Kita juga perlu memastikan bahan pangan berasal dari sekitar sekolah. Kalau beras, sayur, dan ikan datang dari petani dan nelayan lokal, maka program ini bukan hanya menyehatkan anak, tapi juga menggerakkan ekonomi desa. Gizi yang baik seharusnya tidak datang dari impor, tapi dari tanah yang kita pijak sendiri.
Ada satu hal lagi yang sering terlupa: pendidikan gizi.
Program sebesar ini tidak akan bertahan lama jika masyarakat tidak memahami mengapa gizi penting. Anak-anak perlu diajari mencintai sayur, mengenal sumber protein, dan menghargai makanan sehat. Sekolah, keluarga, dan pemerintah seharusnya berjalan seiring dalam membangun budaya makan sehat—bukan sekadar membagikan porsi harian.

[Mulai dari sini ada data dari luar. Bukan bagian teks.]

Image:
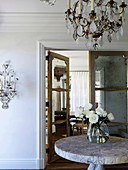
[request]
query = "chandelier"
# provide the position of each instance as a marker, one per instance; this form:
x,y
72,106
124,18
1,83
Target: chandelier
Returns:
x,y
50,2
7,84
95,19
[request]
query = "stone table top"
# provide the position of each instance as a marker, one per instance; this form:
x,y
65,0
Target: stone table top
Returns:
x,y
79,149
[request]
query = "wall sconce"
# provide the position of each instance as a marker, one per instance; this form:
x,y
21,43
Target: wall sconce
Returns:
x,y
7,84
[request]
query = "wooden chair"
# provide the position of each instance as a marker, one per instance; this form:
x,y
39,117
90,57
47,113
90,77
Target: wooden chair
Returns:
x,y
80,127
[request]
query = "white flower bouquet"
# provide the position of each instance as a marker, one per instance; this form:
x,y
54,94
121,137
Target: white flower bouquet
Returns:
x,y
97,120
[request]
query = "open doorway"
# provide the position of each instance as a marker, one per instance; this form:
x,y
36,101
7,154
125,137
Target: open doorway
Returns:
x,y
79,89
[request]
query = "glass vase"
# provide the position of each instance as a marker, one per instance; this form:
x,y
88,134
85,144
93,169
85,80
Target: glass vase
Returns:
x,y
98,134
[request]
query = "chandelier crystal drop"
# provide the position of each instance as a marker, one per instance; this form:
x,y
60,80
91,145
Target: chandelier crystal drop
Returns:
x,y
7,84
95,20
49,2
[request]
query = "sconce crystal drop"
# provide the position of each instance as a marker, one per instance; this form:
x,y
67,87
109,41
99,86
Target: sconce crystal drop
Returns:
x,y
7,84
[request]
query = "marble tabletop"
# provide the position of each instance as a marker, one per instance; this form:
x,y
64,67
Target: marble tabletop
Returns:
x,y
79,149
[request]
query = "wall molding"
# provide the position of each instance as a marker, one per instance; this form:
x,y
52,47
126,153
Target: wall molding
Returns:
x,y
19,164
32,22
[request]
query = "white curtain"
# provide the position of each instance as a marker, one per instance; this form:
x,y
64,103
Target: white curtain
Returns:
x,y
79,95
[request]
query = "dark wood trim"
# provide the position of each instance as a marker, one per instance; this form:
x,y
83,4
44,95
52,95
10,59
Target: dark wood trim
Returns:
x,y
51,155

Karena itu, keberhasilan MBG tidak diukur dari berapa juta kotak makan dibagikan, tetapi dari berapa banyak anak yang tumbuh lebih sehat, lebih cerdas, dan lebih peduli terhadap tubuh serta lingkungannya.
Sebagai warga, saya tidak ingin program ini gagal hanya karena tergesa-gesa. Kita sudah terlalu sering menyaksikan program besar berakhir sebagai laporan administrasi, bukan perubahan nyata. MBG bisa menjadi tonggak sejarah, tapi juga bisa menjadi catatan pahit jika dijalankan tanpa kesiapan.
Kuncinya ada pada tata kelola, transparansi, dan kolaborasi lintas sektor. Pemerintah perlu menggandeng ahli gizi, akademisi, petani lokal, hingga organisasi masyarakat sipil untuk mengawal program ini. Jangan sampai niat baik berubah menjadi beban fiskal yang tidak produktif.
Pada akhirnya, yang dipertaruhkan bukan sekadar keberhasilan program, melainkan masa depan bangsa.
Sebab dari piring-piring kecil itulah lahir generasi besar.
Dan dari cara negara memberi makan anak-anaknya, kita bisa menilai seberapa serius ia mencintai rakyatnya.